Fig. 9. Differential expression analysis of genes of human GBM specimens.

(A) A heatmap for differential expression of genes of human GBM specimens and corresponding H3K27me3 enrichment in endogenous NSPCs. Genes used for input are differentially expressed genes with greater than 2-fold change in human GBM corresponding to genes in normal NSPCs of baboon SVZ, which are lack of detectable transcript levels (≤1 FPKM) and enriched by H3K27me3. Inset shows symmetric color scale indicating differences in expression level as the (base 2) log of the fold change of GBM sample divided by control. Red indicates increased expression of genes in GBM relative to control, blue color indicates decreased expression of genes in GBM compared to control. Colored bars in column to left of heatmap indicate whether corresponding gene in baboon NSPC is not detectable by RNA-Seq (≤ 1 FPKM) or is expressed (> 1FPKM). Dendrogram was determined by hierarchical clustering using Euclidian distance and complete linkage.

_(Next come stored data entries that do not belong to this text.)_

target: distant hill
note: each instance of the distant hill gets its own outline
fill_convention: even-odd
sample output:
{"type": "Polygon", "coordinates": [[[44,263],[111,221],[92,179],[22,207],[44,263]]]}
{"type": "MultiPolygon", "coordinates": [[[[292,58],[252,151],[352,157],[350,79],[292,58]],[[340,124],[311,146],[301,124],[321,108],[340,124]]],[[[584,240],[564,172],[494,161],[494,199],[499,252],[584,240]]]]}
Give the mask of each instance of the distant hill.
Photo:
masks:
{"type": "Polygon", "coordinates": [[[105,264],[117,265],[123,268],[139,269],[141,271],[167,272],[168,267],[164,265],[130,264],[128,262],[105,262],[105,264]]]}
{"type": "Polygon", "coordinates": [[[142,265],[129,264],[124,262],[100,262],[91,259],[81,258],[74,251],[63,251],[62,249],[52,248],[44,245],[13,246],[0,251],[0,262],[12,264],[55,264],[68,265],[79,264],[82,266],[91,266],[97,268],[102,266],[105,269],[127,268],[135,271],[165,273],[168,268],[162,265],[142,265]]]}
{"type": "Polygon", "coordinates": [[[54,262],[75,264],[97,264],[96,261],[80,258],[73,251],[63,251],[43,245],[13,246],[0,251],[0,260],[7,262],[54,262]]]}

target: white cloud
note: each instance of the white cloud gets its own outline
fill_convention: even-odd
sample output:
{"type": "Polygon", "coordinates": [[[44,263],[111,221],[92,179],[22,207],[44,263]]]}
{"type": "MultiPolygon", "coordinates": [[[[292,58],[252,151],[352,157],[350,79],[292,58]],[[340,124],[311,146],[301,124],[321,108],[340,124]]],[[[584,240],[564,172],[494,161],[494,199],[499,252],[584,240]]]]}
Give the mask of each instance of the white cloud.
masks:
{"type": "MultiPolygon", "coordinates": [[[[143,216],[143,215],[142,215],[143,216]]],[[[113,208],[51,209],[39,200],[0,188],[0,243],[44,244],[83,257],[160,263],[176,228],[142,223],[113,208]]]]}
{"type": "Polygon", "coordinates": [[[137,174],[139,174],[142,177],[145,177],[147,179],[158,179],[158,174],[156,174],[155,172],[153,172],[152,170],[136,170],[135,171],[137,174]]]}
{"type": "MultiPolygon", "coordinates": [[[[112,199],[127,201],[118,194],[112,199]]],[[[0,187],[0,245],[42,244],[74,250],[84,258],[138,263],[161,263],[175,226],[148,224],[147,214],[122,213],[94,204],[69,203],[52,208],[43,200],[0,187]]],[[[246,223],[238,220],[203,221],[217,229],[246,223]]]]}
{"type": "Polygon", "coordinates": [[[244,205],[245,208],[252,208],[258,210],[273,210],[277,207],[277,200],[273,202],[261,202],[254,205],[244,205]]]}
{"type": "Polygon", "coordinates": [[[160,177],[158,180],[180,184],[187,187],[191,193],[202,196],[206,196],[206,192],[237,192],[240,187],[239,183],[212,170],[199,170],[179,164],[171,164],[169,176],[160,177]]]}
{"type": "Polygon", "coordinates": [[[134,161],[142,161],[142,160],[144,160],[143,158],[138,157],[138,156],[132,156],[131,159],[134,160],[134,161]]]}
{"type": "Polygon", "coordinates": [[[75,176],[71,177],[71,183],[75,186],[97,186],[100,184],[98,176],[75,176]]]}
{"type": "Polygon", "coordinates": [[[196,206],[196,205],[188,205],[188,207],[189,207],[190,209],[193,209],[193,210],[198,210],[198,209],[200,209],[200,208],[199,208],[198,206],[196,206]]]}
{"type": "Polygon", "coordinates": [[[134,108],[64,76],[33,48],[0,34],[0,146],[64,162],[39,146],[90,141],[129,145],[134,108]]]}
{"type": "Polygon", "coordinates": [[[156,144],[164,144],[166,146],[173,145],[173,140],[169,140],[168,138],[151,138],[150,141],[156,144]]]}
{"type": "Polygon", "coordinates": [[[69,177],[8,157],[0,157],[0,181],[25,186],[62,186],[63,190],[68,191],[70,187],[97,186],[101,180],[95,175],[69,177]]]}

(B) A heatmap for differential expression of genes of human GBM specimens and corresponding H4K20me3 enrichment in endogenous NSPCs. Genes used for input are differentially expressed genes with greater than 2-fold change in human GBM corresponding to genes in normal NSPCs of baboon SVZ, which are lack of detectable transcript levels (≤1 FPKM) and enriched by H4K20me3. Inset shows symmetric color scale indicating differences in expression level as the (base 2) log of the fold change of GBM sample divided by control. Red indicates increased expression of genes in GBM relative to control, blue color indicates decreased expression of genes in GBM compared to control. Colored bars in column to left of heatmap indicate whether corresponding gene in baboon NSPC is not detectable by RNA-Seq (≤ 1 FPKM) or is expressed (> 1FPKM). Dendrogram was determined by hierarchical clustering using Euclidian distance and complete linkage.